И поясной портрет он не просто так выбрал. Это легче. Никаких тебе проблем с пропорциями. Ведь если вы пишете портрет во весь рост, сколько мороки с соотношениями частей! Замучаешься. А он пошел, так сказать, по пути наименьшего сопротивления. И овцы целы, и волки сыты. Я и сам частенько предпочитаю эту позу. Особенно когда надо побыстрее закончить.

— Так вы и сами пишете, мистер Элмтри? Неужели? — с явным интересом спросил Даммлер.

— Мажу немного. По-любительски, знаете ли. Не как профессионал, упаси боже. Ну так же, как вы пишете стишки. Для собственного удовольствия.

— Именно, именно, — поддакнул первый поэт Англии.

— Совсем недавно я написал портрет племянницы. Как раз в духе Моны Лизы. Только, само собой, про ресницы я не забыл…

И он пустился говорить о своем новаторстве — о введении в сюжет символа, о том, что Лоуренс лопнет от зависти, о неимоверной работоспособности — восьмидесяти портретах в год. Всю эту чушь Кларенс изливал на гостей, пока Марри, наконец, не увел Даммлера, который явно не хотел уходить.

— Поболтать с таким человеком стоит любого курорта, — заявил он по дороге к карете. — Я-то, грешным делом, считал, что традиционный тип английского чудака давно перевелся, и вот тебе, он тут во плоти и живет себе на Гросвенор-сквер.

А в этот момент в гостиной дядюшка Кларенс говорил бедной Пруденс:

— А что? Он, похоже, славный человек, этот твой новый ухажер.

— Никакой он не ухажер, — засмущалась Пруденс и совсем расстроилась.

— Ну ты у нас и ловка! Загарпунить маркиза. Это надо же! Конечно, не ухажер. Вот будет что рассказать миссис Херинг и сэру Алфреду.

— Лучше бы не рассказывали…

— Что ты говоришь. Мне не стыдно о нем рассказывать. Солидный человек. Знаток искусства.

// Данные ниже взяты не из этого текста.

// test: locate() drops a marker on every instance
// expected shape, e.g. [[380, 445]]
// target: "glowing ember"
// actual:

Надо будет закинуть удочку на предмет его портрета. Может, он согласится мне позировать?

— Ради бога, дядюшка, не вздумайте приставать к нему с этим.

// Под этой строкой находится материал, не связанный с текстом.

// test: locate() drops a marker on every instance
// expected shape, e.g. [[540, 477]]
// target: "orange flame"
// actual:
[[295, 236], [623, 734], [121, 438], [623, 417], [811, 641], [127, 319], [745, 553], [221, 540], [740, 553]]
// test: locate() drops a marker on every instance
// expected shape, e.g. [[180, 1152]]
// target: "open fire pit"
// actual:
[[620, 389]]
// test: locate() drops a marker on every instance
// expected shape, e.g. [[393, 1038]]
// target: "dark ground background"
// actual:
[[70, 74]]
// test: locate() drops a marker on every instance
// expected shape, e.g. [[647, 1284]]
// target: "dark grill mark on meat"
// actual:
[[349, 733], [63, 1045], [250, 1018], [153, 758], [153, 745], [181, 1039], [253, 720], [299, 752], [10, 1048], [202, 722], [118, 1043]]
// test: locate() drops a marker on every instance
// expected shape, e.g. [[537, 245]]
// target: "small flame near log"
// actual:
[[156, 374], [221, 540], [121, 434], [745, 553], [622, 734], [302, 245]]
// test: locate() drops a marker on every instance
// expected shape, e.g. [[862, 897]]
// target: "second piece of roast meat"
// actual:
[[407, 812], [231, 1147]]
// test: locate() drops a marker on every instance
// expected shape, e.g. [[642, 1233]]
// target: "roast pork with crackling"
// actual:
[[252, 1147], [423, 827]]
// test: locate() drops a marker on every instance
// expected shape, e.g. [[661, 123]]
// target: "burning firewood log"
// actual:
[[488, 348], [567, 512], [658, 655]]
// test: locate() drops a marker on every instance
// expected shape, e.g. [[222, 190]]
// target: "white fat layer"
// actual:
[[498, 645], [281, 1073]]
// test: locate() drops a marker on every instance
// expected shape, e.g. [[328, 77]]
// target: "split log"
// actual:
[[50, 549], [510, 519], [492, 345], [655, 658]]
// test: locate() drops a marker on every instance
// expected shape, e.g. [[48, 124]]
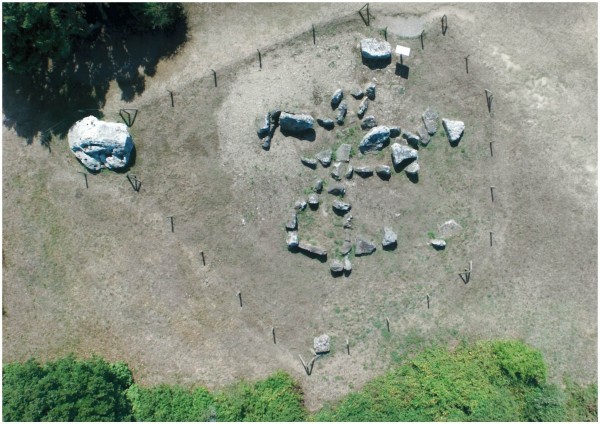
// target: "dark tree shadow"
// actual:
[[402, 70], [49, 103]]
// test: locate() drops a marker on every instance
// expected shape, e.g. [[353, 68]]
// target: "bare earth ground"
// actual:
[[99, 271]]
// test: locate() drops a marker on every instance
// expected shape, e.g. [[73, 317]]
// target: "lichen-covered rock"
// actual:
[[325, 157], [364, 247], [342, 113], [337, 97], [336, 189], [326, 123], [343, 153], [454, 130], [310, 162], [341, 207], [362, 109], [401, 153], [375, 139], [368, 123], [430, 118], [98, 144], [293, 123], [292, 239], [389, 238], [321, 344], [370, 91]]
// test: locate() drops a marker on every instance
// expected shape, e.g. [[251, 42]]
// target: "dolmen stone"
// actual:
[[454, 130], [343, 152], [383, 171], [424, 135], [98, 144], [292, 224], [363, 171], [336, 267], [412, 168], [342, 113], [357, 93], [313, 250], [336, 99], [401, 153], [450, 228], [318, 186], [411, 138], [362, 109], [325, 157], [375, 139], [341, 207], [326, 123], [370, 91], [292, 239], [321, 344], [395, 132], [349, 172], [364, 247], [390, 239], [373, 49], [438, 244], [293, 123], [336, 189], [300, 205], [310, 162], [368, 123], [430, 118]]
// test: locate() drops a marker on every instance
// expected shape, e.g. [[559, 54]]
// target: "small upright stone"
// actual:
[[454, 130], [292, 224], [370, 91], [364, 105], [342, 113], [343, 153], [318, 187], [357, 93], [336, 189], [368, 123], [430, 118], [310, 162], [389, 238], [321, 344], [364, 247], [326, 123], [336, 99], [325, 157]]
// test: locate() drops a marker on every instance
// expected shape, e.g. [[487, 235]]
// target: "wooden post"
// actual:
[[85, 176], [214, 76]]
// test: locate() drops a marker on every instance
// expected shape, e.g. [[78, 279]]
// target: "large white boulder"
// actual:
[[99, 144]]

— Я смог бы писать его со следующего понедельника между сеансами с близняшками Перди и миссис Малгроув. В три дня уложился бы. С ним никаких проблем. Красивее его и не надо делать. А ресницы у него… Повязка, конечно, портит дело, да я ее не буду рисовать…

Мистер Элмтри никак не мог понять, с какой стати племянница стала глупо хихикать, однако великодушно приписал это удаче с Даммлером: не каждый же день удается заполучить такого кавалера. Он только огорчился, что забыл взять адрес лорда Даммлера, чтобы сделать ему столь лестное предложение позировать. Пруденс не стала ему говорить, что это легко узнать через издателя Марри, и разговор на этом закончился.